Quando forem contados os cerca de 2,9 milhões de votos de sua primeira eleição após o desmantelamento da Iugoslávia, a Bósnia poderá descobrir sua identidade.
Ela pode tornar-se um Estado multiétnico, unificado no Parlamento comum e com Presidência trina. Esse é o modelo previsto nos acordos de Dayton (EUA), que puseram fim a três anos e meio de guerra em 1995 e estão trazendo US$ 1,8 bilhão em ajuda ao país.
Ou virar dois países, a Federação Muçulmano-Croata e a República Sprska, a última de maioria sérvia. Ou três, se os desafetos islâmicos e croatas não se entenderem direito.
As eleições começaram na penúltima quinta-feira, com o princípio do árduo processo de captar votos dos refugiados da guerra -metade do eleitorado. Sua data oficial é o próximo dia 14.
"Parece que a ruptura bósnia é inevitável, a não ser que o país continue uma panela de pressão com a Otan servindo de tampa", disse William Peters, especialista em Leste Europeu ligado à Universidade de Londres.
A "tampa" citada são os 60 mil soldados da Otan (a aliança militar ocidental) que compõem a Ifor (sigla em inglês para Força de Implementação -dos acordos).
Tendência
A tendência de ruptura pôde ser checada nas eleições locais em Mostar, bastião da briga entre muçulmanos e croatas no sul do país, há cerca de um mês. O problema básico é o mesmo que gerou a guerra civil em 1992, quando a Bósnia se declarou independente da fragmentária Iugoslávia: ódio político-racial.
Os sérvios, que no começo da guerra eram 31% dos 4,4 milhões de habitantes do país, queriam continuar integrados ao poder iugoslavo, centrado na Sérvia do presidente Slobodan Milosevic.

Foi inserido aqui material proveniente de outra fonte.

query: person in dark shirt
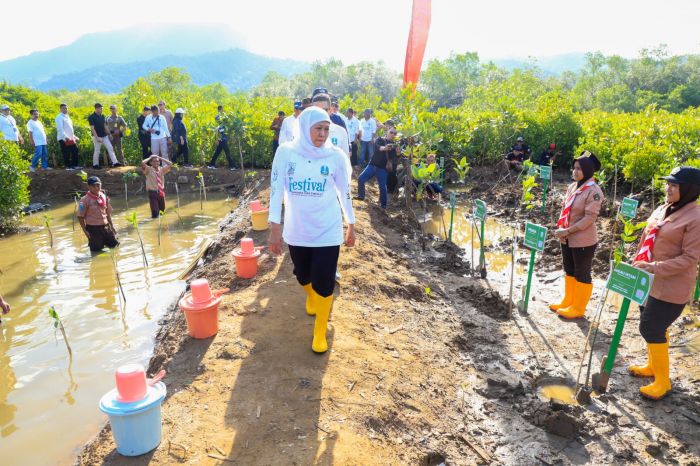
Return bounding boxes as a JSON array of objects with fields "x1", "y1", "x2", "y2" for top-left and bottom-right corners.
[
  {"x1": 170, "y1": 108, "x2": 192, "y2": 168},
  {"x1": 136, "y1": 105, "x2": 151, "y2": 159},
  {"x1": 506, "y1": 137, "x2": 532, "y2": 171},
  {"x1": 355, "y1": 128, "x2": 401, "y2": 209},
  {"x1": 535, "y1": 143, "x2": 561, "y2": 165}
]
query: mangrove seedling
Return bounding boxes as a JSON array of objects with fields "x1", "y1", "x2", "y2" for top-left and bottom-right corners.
[
  {"x1": 614, "y1": 214, "x2": 647, "y2": 265},
  {"x1": 49, "y1": 306, "x2": 73, "y2": 358},
  {"x1": 452, "y1": 156, "x2": 471, "y2": 183},
  {"x1": 122, "y1": 171, "x2": 139, "y2": 209},
  {"x1": 126, "y1": 210, "x2": 148, "y2": 268},
  {"x1": 44, "y1": 214, "x2": 53, "y2": 248}
]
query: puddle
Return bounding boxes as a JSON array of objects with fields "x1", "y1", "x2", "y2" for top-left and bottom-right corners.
[
  {"x1": 538, "y1": 385, "x2": 578, "y2": 405},
  {"x1": 416, "y1": 198, "x2": 524, "y2": 273},
  {"x1": 0, "y1": 194, "x2": 235, "y2": 465}
]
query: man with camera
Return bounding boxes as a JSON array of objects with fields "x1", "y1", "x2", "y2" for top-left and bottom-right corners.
[
  {"x1": 142, "y1": 105, "x2": 170, "y2": 160},
  {"x1": 107, "y1": 104, "x2": 126, "y2": 163},
  {"x1": 355, "y1": 128, "x2": 401, "y2": 209}
]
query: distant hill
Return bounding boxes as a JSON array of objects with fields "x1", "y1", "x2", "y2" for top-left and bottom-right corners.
[
  {"x1": 484, "y1": 53, "x2": 586, "y2": 76},
  {"x1": 35, "y1": 49, "x2": 309, "y2": 93}
]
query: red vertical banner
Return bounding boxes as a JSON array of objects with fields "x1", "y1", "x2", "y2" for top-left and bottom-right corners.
[{"x1": 403, "y1": 0, "x2": 432, "y2": 87}]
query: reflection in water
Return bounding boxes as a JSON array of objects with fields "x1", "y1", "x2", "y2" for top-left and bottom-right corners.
[
  {"x1": 416, "y1": 201, "x2": 522, "y2": 273},
  {"x1": 0, "y1": 191, "x2": 235, "y2": 464}
]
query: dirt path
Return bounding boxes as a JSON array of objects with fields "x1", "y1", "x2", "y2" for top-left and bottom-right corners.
[{"x1": 78, "y1": 176, "x2": 700, "y2": 465}]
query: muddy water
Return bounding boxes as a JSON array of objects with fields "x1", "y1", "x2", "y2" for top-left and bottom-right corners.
[
  {"x1": 0, "y1": 191, "x2": 234, "y2": 465},
  {"x1": 416, "y1": 202, "x2": 522, "y2": 273}
]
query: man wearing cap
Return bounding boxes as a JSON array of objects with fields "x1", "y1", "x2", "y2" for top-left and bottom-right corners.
[
  {"x1": 535, "y1": 143, "x2": 561, "y2": 165},
  {"x1": 77, "y1": 176, "x2": 119, "y2": 252},
  {"x1": 0, "y1": 105, "x2": 24, "y2": 144},
  {"x1": 56, "y1": 104, "x2": 80, "y2": 170},
  {"x1": 270, "y1": 111, "x2": 284, "y2": 157},
  {"x1": 311, "y1": 93, "x2": 350, "y2": 157},
  {"x1": 207, "y1": 105, "x2": 236, "y2": 170},
  {"x1": 506, "y1": 136, "x2": 532, "y2": 171},
  {"x1": 136, "y1": 105, "x2": 151, "y2": 159},
  {"x1": 107, "y1": 105, "x2": 126, "y2": 164},
  {"x1": 359, "y1": 109, "x2": 377, "y2": 166},
  {"x1": 172, "y1": 108, "x2": 192, "y2": 168},
  {"x1": 142, "y1": 105, "x2": 170, "y2": 159},
  {"x1": 279, "y1": 100, "x2": 302, "y2": 144},
  {"x1": 27, "y1": 109, "x2": 51, "y2": 172},
  {"x1": 88, "y1": 103, "x2": 122, "y2": 170},
  {"x1": 345, "y1": 108, "x2": 360, "y2": 167}
]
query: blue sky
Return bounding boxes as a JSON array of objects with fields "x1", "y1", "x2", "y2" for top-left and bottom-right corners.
[{"x1": 5, "y1": 0, "x2": 700, "y2": 69}]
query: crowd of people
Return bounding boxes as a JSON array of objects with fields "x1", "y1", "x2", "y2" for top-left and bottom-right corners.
[{"x1": 0, "y1": 100, "x2": 246, "y2": 172}]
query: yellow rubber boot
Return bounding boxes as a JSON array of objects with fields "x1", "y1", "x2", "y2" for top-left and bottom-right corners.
[
  {"x1": 549, "y1": 275, "x2": 578, "y2": 311},
  {"x1": 639, "y1": 342, "x2": 671, "y2": 400},
  {"x1": 557, "y1": 282, "x2": 593, "y2": 319},
  {"x1": 311, "y1": 294, "x2": 333, "y2": 353},
  {"x1": 303, "y1": 283, "x2": 318, "y2": 316}
]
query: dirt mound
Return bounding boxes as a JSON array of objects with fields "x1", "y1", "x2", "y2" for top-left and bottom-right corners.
[{"x1": 457, "y1": 282, "x2": 511, "y2": 321}]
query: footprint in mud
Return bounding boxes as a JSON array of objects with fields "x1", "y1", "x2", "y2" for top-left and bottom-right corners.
[{"x1": 457, "y1": 283, "x2": 511, "y2": 321}]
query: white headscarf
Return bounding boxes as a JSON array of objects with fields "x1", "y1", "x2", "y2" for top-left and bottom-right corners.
[{"x1": 293, "y1": 106, "x2": 334, "y2": 157}]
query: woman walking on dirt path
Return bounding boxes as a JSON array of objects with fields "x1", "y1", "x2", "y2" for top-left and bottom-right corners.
[
  {"x1": 549, "y1": 151, "x2": 604, "y2": 319},
  {"x1": 268, "y1": 107, "x2": 355, "y2": 353},
  {"x1": 629, "y1": 167, "x2": 700, "y2": 400}
]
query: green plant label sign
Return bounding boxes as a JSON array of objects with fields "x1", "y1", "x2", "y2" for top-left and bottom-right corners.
[
  {"x1": 606, "y1": 262, "x2": 654, "y2": 304},
  {"x1": 620, "y1": 197, "x2": 639, "y2": 218},
  {"x1": 540, "y1": 165, "x2": 552, "y2": 181},
  {"x1": 474, "y1": 199, "x2": 486, "y2": 220},
  {"x1": 524, "y1": 222, "x2": 547, "y2": 251}
]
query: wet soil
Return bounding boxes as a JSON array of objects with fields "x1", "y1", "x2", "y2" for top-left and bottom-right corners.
[{"x1": 78, "y1": 172, "x2": 700, "y2": 465}]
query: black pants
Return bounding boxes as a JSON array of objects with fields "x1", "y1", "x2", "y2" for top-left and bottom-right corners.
[
  {"x1": 350, "y1": 141, "x2": 357, "y2": 167},
  {"x1": 139, "y1": 135, "x2": 151, "y2": 160},
  {"x1": 58, "y1": 140, "x2": 80, "y2": 168},
  {"x1": 148, "y1": 190, "x2": 165, "y2": 218},
  {"x1": 209, "y1": 140, "x2": 236, "y2": 168},
  {"x1": 85, "y1": 225, "x2": 119, "y2": 252},
  {"x1": 561, "y1": 243, "x2": 598, "y2": 283},
  {"x1": 639, "y1": 296, "x2": 685, "y2": 343},
  {"x1": 289, "y1": 244, "x2": 340, "y2": 298},
  {"x1": 172, "y1": 141, "x2": 190, "y2": 165}
]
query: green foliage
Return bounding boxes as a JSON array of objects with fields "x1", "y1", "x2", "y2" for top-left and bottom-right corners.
[{"x1": 0, "y1": 140, "x2": 29, "y2": 230}]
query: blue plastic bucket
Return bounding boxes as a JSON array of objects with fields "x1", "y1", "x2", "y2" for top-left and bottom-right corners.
[{"x1": 100, "y1": 382, "x2": 166, "y2": 456}]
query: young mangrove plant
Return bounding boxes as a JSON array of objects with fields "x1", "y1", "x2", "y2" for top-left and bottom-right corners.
[
  {"x1": 520, "y1": 160, "x2": 537, "y2": 210},
  {"x1": 452, "y1": 156, "x2": 471, "y2": 183},
  {"x1": 122, "y1": 171, "x2": 139, "y2": 209},
  {"x1": 44, "y1": 214, "x2": 53, "y2": 248},
  {"x1": 49, "y1": 306, "x2": 73, "y2": 358},
  {"x1": 126, "y1": 210, "x2": 148, "y2": 268}
]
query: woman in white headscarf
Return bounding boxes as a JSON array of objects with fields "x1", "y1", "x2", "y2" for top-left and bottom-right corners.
[{"x1": 269, "y1": 107, "x2": 355, "y2": 353}]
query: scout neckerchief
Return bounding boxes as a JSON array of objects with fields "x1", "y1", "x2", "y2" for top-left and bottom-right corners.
[
  {"x1": 634, "y1": 207, "x2": 671, "y2": 262},
  {"x1": 557, "y1": 178, "x2": 595, "y2": 228},
  {"x1": 87, "y1": 191, "x2": 107, "y2": 209}
]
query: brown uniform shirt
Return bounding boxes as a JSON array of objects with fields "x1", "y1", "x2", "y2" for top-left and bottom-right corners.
[
  {"x1": 77, "y1": 193, "x2": 112, "y2": 226},
  {"x1": 564, "y1": 182, "x2": 605, "y2": 248},
  {"x1": 637, "y1": 202, "x2": 700, "y2": 304}
]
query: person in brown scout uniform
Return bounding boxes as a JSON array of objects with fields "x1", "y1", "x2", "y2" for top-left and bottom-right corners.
[
  {"x1": 549, "y1": 151, "x2": 604, "y2": 319},
  {"x1": 106, "y1": 105, "x2": 127, "y2": 164},
  {"x1": 78, "y1": 176, "x2": 119, "y2": 252},
  {"x1": 629, "y1": 167, "x2": 700, "y2": 400}
]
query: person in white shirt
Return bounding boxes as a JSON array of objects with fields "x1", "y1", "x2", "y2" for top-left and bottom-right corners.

Já os muçulmanos (44% da população), no governo, queriam a independência e foram apoiados pelos croatas (17%), que não se dão bem com islâmicos ou sérvios.

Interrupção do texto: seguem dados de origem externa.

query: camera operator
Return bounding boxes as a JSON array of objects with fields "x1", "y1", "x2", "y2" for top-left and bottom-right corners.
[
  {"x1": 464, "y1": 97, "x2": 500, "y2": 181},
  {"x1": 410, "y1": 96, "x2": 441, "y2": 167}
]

A guerra veio, e, com ela, as atrocidades. Os sérvios-bósnios foram os mais expostos à condenação internacional porque lutaram uma guerra de agressão nos três primeiros anos do conflito.
Em 1995, eles tinham até 70% do território bósnio e também regiões de maioria sérvia da Croácia. Sucessivos contra-ataques e a união entre a Croácia, os croatas-bósnios e os muçulmanos reduziu o controle à metade do país.

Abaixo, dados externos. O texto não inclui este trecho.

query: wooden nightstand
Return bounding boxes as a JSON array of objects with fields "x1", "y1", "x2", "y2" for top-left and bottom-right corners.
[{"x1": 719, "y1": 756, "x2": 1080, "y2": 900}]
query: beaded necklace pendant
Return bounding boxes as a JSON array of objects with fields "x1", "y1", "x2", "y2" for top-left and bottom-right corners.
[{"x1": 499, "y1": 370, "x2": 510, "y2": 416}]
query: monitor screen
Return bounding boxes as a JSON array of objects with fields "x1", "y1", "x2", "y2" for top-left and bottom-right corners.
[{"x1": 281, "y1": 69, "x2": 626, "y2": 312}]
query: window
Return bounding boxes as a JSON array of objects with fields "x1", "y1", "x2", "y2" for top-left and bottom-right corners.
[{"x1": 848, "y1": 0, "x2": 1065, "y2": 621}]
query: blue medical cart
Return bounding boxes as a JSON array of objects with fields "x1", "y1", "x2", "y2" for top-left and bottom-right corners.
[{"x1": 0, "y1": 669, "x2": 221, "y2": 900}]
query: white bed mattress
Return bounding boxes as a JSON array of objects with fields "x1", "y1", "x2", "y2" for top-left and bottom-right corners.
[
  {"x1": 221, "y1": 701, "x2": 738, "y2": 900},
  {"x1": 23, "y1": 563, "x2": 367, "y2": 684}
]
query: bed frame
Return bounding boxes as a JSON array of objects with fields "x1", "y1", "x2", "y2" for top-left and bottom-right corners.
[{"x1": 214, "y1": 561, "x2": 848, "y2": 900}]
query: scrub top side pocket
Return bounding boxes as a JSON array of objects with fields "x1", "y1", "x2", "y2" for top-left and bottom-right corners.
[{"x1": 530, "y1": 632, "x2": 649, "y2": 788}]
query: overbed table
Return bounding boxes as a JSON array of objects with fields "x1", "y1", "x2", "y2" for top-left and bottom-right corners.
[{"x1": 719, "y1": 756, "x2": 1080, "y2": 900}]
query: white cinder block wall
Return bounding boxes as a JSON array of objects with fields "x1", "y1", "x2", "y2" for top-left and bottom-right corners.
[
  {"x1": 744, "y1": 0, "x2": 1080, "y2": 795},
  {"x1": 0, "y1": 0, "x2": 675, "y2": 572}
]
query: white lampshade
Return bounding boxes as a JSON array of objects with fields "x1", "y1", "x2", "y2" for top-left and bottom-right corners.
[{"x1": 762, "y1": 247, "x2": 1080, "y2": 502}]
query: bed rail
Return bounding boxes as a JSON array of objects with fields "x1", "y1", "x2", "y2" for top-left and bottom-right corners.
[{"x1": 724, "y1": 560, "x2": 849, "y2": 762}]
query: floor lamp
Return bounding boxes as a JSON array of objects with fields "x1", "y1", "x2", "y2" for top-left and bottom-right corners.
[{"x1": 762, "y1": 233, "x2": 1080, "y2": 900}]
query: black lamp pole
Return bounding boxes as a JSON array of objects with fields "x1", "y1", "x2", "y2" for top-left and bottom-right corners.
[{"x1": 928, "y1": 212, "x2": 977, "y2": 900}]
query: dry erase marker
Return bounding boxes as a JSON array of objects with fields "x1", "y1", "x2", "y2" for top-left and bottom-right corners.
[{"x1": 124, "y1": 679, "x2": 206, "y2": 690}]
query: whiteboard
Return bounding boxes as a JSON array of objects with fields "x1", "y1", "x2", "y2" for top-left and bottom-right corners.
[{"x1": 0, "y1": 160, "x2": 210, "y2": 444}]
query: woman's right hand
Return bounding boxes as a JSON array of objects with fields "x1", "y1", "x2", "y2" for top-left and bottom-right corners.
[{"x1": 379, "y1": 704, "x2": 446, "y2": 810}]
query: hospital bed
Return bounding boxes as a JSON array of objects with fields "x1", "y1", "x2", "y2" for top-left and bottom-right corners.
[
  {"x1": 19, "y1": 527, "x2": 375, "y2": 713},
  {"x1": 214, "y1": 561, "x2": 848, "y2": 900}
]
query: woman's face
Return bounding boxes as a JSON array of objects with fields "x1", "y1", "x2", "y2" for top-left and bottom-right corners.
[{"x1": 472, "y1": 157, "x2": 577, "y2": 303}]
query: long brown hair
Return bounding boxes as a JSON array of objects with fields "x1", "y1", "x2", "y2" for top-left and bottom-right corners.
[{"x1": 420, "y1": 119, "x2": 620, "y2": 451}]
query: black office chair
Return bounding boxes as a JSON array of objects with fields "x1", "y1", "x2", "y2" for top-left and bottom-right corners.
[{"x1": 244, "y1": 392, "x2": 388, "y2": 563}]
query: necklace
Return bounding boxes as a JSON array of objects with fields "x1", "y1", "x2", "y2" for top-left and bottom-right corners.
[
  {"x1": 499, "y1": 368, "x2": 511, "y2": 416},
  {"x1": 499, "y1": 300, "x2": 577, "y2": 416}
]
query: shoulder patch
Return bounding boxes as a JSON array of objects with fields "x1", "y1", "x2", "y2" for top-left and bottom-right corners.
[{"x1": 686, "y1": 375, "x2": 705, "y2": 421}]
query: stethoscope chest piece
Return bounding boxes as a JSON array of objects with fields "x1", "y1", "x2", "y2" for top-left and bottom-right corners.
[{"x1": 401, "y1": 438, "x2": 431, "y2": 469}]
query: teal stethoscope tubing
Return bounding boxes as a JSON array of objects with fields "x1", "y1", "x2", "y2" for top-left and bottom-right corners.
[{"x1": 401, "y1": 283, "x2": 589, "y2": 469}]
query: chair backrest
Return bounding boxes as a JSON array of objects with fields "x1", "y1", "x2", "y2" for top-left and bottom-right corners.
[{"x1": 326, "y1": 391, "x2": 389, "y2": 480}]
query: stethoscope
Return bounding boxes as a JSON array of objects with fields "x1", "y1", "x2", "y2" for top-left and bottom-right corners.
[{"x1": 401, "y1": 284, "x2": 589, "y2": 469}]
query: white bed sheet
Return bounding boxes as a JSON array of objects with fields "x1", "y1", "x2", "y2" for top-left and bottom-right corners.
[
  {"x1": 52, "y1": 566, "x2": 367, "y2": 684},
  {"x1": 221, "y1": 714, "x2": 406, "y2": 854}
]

Pelos acordos de Dayton, 51% da Bósnia é muçulmano-croata, e 49% é sérvia. Os eleitores devem votar nos candidatos de seu grupo étnico.
Desconfiança
Os partidos que tentaram discurso multiétnico estão fora das listas de votação organizadas pela OSCE (Organização para Segurança e Cooperação na Europa).
A OSCE é responsável pelos 4.400 pontos de votação e tem 1.300 supervisores na Bósnia. Há outros cerca de 900 observadores independentes na região.
Alguns partidos pediram na semana passada para que os refugiados parassem de votar até haver certeza de que não haverá fraudes.
A desconfiança é geral. Na área sérvia, políticos ligados a Radovan Karadzic devem levar o pleito.
Karadzic, autoproclamado presidente da República Sprska durante a guerra, deixou o cargo para tentar fugir do Tribunal de Crimes de Guerra de Haia, no qual foi acusado pela "limpeza étnica".
"Mas Karadzic não deixou o poder, assim como seu chefe militar, Ratko Mladic (outro acusado), também não. Isso vai dificultar qualquer relação no tal Parlamento unificado previsto por Dayton", disse Peters.